安装
$ bin/mkdistro.sh [-DskipTests]Running =mkdistro.sh= will create the binary distribution of Oozie. By default, oozie war will not contain hadoop and hcatalog libraries, however they are required for oozie to work. There are 2 options to add these libraries: 1. At install time, copy the hadoop and hcatalog libraries to libext and run oozie-setup.sh to setup oozie war.
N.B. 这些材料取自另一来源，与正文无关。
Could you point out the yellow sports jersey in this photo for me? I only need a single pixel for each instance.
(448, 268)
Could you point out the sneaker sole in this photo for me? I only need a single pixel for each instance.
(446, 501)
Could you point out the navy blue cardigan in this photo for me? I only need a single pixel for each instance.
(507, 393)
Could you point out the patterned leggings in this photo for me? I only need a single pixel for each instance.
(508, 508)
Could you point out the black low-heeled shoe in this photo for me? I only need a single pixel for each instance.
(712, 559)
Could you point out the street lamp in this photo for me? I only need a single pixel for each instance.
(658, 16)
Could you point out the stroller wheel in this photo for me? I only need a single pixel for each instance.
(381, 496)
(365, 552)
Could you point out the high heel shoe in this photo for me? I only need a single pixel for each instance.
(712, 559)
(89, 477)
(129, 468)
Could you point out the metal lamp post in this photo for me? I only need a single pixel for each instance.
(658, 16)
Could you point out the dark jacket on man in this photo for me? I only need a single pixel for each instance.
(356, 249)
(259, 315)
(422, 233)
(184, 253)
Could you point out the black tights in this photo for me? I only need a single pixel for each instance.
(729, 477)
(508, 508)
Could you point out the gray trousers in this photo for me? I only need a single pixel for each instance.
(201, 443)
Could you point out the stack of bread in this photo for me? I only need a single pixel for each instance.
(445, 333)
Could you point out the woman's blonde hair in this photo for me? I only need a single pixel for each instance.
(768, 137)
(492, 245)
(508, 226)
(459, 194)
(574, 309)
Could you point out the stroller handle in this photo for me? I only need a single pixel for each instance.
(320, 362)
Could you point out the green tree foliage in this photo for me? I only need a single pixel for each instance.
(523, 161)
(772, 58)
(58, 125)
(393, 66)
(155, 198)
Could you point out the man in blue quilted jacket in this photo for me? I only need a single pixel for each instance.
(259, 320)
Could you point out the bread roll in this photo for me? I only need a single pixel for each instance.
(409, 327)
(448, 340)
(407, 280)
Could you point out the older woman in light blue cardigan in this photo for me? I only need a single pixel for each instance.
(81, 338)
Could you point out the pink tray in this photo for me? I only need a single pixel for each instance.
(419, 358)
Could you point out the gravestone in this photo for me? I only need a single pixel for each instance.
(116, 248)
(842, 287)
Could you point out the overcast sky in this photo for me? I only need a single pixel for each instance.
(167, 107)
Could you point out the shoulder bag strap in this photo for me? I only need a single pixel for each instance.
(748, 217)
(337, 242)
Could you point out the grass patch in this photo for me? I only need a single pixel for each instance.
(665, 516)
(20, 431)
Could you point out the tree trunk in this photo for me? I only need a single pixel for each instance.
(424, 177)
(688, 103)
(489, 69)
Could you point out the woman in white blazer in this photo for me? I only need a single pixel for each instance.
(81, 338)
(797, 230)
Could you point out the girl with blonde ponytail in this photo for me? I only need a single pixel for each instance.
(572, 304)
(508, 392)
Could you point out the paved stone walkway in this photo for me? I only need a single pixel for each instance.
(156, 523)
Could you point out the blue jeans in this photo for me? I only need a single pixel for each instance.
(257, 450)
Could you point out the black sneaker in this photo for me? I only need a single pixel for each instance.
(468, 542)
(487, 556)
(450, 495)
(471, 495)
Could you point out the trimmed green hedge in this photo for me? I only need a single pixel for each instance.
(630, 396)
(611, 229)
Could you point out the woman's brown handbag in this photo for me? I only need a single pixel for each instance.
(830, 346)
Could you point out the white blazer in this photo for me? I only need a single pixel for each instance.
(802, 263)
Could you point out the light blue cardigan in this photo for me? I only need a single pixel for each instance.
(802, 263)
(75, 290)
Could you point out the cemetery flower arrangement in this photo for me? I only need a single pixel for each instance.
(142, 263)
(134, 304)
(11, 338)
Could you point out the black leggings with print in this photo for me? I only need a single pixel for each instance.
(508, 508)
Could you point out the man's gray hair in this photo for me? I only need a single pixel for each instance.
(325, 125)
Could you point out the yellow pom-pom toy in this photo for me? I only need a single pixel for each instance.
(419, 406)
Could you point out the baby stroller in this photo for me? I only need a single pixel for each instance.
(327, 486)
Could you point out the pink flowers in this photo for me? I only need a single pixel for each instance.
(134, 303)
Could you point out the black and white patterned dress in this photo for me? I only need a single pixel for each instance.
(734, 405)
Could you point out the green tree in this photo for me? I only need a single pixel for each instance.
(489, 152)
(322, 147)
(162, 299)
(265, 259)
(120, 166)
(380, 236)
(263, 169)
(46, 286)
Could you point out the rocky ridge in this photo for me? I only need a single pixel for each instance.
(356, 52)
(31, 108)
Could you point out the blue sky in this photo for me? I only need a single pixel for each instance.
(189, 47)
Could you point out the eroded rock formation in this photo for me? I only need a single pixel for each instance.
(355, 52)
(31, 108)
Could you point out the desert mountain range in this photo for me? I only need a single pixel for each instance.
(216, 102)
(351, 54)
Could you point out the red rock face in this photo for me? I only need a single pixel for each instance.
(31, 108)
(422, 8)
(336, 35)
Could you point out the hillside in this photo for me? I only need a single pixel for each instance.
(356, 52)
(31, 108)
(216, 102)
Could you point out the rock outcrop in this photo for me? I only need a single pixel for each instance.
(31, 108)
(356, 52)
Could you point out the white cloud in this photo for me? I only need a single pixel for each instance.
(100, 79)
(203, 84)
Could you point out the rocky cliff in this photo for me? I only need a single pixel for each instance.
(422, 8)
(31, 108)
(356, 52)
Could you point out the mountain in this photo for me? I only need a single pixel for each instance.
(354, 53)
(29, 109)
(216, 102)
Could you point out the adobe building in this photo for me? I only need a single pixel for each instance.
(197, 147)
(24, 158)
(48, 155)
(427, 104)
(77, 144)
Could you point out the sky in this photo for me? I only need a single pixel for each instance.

This is suitable when same oozie package needs to be used in multiple set-ups with different hadoop/hcatalog versions. 2. Build with -Puber which will bundle the required libraries in the oozie war. Further, the following options are available to customise the versions of the dependencies: -P<profile> - default hadoop-1. Valid are hadoop-1, hadoop-0.23, hadoop-2 or hadoop-3. Choose the correct hadoop profile depending on the hadoop version used. -Dhadoop.version=<version> - default 1.2.1 for hadoop-1, 0.23.5 for hadoop-0.23, 2.3.0 for hadoop-2 and 3.0.0-SNAPSHOT for hadoop-3 -Dhadoop.auth.version=<version> - defaults to hadoop version -Ddistcp.version=<version> - defaults to hadoop version -Dpig.version=<version> - default 0.12.1 -Dpig.classifier=<classifier> - default none -Dsqoop.version=<version> - default 1.4.3 -Dsqoop.classifier=<classifier> - default hadoop100 -Dtomcat.version=<version> - default 6.0.41 -Dopenjpa.version=<version> - default 2.2.2 -Dxerces.version=<version> - default 2.10.0 -Dcurator.version=<version> - default 2.5.0 -Dhive.version=<version> - default 0.13.1 -Dhbase.version=<version> - default 0.94.2
cd oozie-4.2.0/bin
./mkdistro.sh -DskipTests -Puber -P hadoop-2 -Puber会将第三方的包的打包进war包,比较方便。如果不加-Puber的话。编译好后的oozie.war包就没有依赖的jar文件。以后得自己下载依赖,放到libext目录下,然后自己打war包。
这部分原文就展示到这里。